The molecular dynamics simulations were performed using NAMD. Langevin dynamics were applied to keep the temperature (300 K) and the pressure (1 atm) constant. The time-step of the simulations was 2.0 fs. Short- and long-range forces were calculated every 1 and 2 time-steps, respectively. Long-range electrostatics were calculated using Particle Mesh Ewald (PME). The cutoff distance of short-range electrostatics was taken to be 11 Å. A switching function was used between 8 and 11 Å to smoothly bring the vdW forces and energies to 0 at 11 Å. The equations of motion were integrated using a multiple time-step algorithm. During the calculations, chemical bonds between hydrogen and heavy atoms were constrained to their equilibrium values. Three d periodic boundary conditions were applied.

The following protocol of equilibration was used: 1) the entire protein was fixed for a 6 ns MD run in order to ensure the relaxation of the lipids and the solution, 2) the backbone atoms were then constrained during an 8 ns MD run to enable subsequent reorganization of the side-chain groups, 3) the salt-bridges R225-E161, K228-E171, K228-D197, K175-E171 and K175-D197 in the DI VSD were also restrained, and 4) all constrains were released and the systems were further equilibrated for ∼100 ns. The analysis of non-bonded energy was performed for the last 50 ns of the equilibration, for which the root mean square deviations (RMSD) from the initial structure of the channel calculated for the backbone atoms reached plateau.

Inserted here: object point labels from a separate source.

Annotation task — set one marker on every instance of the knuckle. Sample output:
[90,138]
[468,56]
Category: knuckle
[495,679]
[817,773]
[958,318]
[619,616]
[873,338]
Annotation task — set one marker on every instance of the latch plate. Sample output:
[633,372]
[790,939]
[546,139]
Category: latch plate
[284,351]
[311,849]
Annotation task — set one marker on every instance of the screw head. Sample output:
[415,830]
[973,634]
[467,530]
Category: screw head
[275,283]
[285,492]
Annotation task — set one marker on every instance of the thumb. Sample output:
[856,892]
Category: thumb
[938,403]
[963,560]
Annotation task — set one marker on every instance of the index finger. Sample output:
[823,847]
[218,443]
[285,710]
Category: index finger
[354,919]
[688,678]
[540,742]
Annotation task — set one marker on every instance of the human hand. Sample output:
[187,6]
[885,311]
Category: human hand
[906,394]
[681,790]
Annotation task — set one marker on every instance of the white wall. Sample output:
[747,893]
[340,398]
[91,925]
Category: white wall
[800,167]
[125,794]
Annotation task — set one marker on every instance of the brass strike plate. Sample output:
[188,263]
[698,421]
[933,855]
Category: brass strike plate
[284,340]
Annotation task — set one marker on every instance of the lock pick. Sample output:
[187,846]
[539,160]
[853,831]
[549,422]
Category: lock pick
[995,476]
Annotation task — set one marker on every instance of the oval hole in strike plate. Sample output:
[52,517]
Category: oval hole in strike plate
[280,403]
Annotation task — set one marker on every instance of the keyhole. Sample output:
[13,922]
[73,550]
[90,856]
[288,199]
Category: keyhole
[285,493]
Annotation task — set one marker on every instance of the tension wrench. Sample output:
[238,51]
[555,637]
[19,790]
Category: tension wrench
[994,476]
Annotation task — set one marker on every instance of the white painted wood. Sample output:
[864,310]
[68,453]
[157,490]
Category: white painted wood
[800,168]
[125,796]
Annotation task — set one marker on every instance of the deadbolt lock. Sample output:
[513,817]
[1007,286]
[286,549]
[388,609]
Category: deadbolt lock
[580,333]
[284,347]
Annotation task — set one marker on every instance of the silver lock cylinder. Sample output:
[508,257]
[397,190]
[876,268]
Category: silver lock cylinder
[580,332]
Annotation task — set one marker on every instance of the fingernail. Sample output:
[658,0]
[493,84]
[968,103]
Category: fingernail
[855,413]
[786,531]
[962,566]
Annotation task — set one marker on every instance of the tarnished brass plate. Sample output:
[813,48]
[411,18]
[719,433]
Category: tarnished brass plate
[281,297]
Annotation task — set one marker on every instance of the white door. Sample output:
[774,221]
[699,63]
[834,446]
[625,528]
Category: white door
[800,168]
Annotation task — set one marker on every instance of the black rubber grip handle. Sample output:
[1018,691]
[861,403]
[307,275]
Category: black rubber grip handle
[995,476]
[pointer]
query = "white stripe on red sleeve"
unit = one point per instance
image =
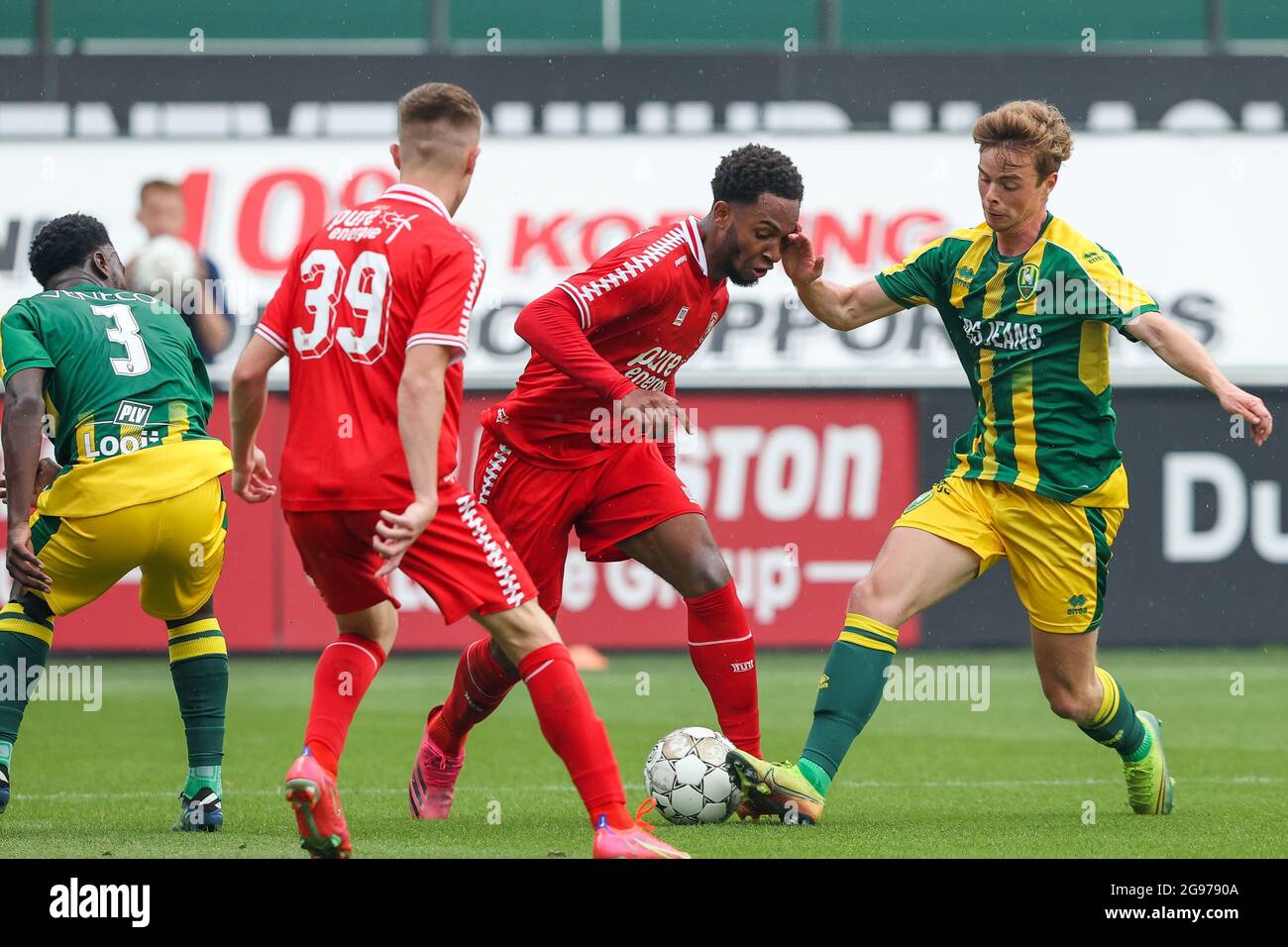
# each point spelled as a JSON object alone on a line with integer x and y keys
{"x": 271, "y": 338}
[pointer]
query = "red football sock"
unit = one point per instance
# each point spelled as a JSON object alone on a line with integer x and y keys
{"x": 572, "y": 729}
{"x": 724, "y": 656}
{"x": 346, "y": 671}
{"x": 481, "y": 684}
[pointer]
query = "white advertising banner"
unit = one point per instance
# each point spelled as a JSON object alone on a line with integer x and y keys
{"x": 1194, "y": 219}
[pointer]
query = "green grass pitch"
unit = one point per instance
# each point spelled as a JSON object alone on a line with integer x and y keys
{"x": 925, "y": 780}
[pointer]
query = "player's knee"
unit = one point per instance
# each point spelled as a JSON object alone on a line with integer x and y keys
{"x": 1068, "y": 702}
{"x": 872, "y": 600}
{"x": 706, "y": 574}
{"x": 519, "y": 631}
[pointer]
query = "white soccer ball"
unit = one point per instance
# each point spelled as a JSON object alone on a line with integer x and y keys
{"x": 688, "y": 779}
{"x": 166, "y": 268}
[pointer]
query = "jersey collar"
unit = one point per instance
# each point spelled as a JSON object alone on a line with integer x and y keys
{"x": 694, "y": 237}
{"x": 415, "y": 195}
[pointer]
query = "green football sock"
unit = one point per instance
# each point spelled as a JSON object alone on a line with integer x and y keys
{"x": 24, "y": 646}
{"x": 1116, "y": 724}
{"x": 848, "y": 694}
{"x": 204, "y": 777}
{"x": 198, "y": 665}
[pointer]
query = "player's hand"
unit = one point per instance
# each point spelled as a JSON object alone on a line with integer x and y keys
{"x": 799, "y": 261}
{"x": 47, "y": 470}
{"x": 657, "y": 414}
{"x": 254, "y": 482}
{"x": 397, "y": 531}
{"x": 1249, "y": 407}
{"x": 22, "y": 562}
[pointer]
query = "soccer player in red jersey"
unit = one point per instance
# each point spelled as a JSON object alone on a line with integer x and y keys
{"x": 585, "y": 442}
{"x": 373, "y": 313}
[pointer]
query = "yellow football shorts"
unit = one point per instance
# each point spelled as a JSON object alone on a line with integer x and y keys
{"x": 178, "y": 544}
{"x": 1059, "y": 553}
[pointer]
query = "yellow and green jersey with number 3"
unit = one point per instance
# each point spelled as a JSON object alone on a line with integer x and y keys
{"x": 127, "y": 395}
{"x": 1031, "y": 333}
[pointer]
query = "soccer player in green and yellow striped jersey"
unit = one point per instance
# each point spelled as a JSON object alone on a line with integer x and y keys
{"x": 116, "y": 380}
{"x": 1028, "y": 303}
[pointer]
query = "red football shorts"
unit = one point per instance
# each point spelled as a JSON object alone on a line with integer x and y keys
{"x": 463, "y": 561}
{"x": 605, "y": 502}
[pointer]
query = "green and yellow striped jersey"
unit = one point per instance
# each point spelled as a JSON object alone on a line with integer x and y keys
{"x": 127, "y": 397}
{"x": 1031, "y": 333}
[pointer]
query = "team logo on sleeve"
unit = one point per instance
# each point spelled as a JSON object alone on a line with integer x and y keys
{"x": 1028, "y": 281}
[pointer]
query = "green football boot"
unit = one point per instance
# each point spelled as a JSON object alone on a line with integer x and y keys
{"x": 1149, "y": 783}
{"x": 777, "y": 789}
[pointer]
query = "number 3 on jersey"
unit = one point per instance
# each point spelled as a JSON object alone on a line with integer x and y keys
{"x": 125, "y": 331}
{"x": 336, "y": 312}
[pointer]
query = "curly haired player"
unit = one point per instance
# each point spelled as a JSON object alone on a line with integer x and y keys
{"x": 374, "y": 312}
{"x": 1028, "y": 303}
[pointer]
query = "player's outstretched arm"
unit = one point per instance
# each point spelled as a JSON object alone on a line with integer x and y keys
{"x": 832, "y": 304}
{"x": 253, "y": 480}
{"x": 421, "y": 399}
{"x": 1184, "y": 354}
{"x": 21, "y": 433}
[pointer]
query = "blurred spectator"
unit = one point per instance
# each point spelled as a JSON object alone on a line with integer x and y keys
{"x": 162, "y": 211}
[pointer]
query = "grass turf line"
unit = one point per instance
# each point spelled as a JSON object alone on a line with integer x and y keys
{"x": 925, "y": 780}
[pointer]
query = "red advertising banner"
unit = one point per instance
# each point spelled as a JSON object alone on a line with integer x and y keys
{"x": 800, "y": 491}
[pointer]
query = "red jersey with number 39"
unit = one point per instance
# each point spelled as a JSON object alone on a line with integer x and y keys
{"x": 645, "y": 307}
{"x": 372, "y": 283}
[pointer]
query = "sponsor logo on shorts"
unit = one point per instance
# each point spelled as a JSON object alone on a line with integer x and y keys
{"x": 133, "y": 412}
{"x": 917, "y": 502}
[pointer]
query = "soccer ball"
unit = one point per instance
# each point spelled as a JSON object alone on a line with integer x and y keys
{"x": 687, "y": 776}
{"x": 166, "y": 268}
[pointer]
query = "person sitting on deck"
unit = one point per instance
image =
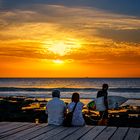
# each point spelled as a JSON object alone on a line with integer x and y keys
{"x": 77, "y": 119}
{"x": 55, "y": 109}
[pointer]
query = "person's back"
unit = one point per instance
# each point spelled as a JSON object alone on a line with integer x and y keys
{"x": 55, "y": 110}
{"x": 77, "y": 119}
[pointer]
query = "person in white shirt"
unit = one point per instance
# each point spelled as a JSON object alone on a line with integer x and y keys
{"x": 56, "y": 109}
{"x": 77, "y": 119}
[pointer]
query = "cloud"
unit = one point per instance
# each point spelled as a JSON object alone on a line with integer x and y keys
{"x": 103, "y": 35}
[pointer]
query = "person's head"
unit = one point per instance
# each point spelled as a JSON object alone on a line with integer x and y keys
{"x": 56, "y": 93}
{"x": 75, "y": 97}
{"x": 105, "y": 87}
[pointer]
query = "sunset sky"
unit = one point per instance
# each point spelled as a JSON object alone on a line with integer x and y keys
{"x": 69, "y": 38}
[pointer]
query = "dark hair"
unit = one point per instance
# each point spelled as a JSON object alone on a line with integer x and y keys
{"x": 105, "y": 86}
{"x": 56, "y": 93}
{"x": 75, "y": 97}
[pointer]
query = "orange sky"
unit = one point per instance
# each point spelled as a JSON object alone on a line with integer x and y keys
{"x": 68, "y": 42}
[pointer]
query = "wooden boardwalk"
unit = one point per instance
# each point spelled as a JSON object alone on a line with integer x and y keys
{"x": 29, "y": 131}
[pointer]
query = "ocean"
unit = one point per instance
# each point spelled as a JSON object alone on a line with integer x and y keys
{"x": 87, "y": 87}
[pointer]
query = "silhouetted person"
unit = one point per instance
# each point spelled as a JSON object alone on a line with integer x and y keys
{"x": 77, "y": 119}
{"x": 56, "y": 109}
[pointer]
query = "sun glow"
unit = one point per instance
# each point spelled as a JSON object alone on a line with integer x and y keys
{"x": 62, "y": 47}
{"x": 59, "y": 48}
{"x": 58, "y": 61}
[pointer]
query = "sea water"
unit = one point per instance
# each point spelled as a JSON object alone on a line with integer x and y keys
{"x": 87, "y": 87}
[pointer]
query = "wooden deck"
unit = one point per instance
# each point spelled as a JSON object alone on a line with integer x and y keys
{"x": 28, "y": 131}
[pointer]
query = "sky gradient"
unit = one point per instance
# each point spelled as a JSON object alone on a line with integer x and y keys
{"x": 65, "y": 38}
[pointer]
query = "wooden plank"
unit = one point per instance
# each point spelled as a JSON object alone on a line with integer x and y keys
{"x": 64, "y": 133}
{"x": 3, "y": 123}
{"x": 11, "y": 126}
{"x": 133, "y": 134}
{"x": 20, "y": 134}
{"x": 7, "y": 135}
{"x": 51, "y": 133}
{"x": 39, "y": 132}
{"x": 119, "y": 134}
{"x": 79, "y": 133}
{"x": 106, "y": 134}
{"x": 93, "y": 133}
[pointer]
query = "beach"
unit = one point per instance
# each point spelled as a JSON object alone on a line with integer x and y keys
{"x": 25, "y": 99}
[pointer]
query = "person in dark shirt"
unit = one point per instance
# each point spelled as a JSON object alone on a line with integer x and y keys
{"x": 104, "y": 93}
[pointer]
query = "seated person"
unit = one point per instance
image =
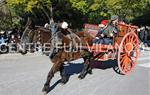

Data analysis and statistical methods

The currents were analyzed with the Clampfit software (Axon Instruments, Inc.). The data were analyzed using a combination of pClamp10, Excel (Microsoft) and Prism (graphpad). The comparisons between groups were performed with 2-tailed Student's t test. All data shown are expressed as mean + SD. A P-value < 0.05 was considered significant.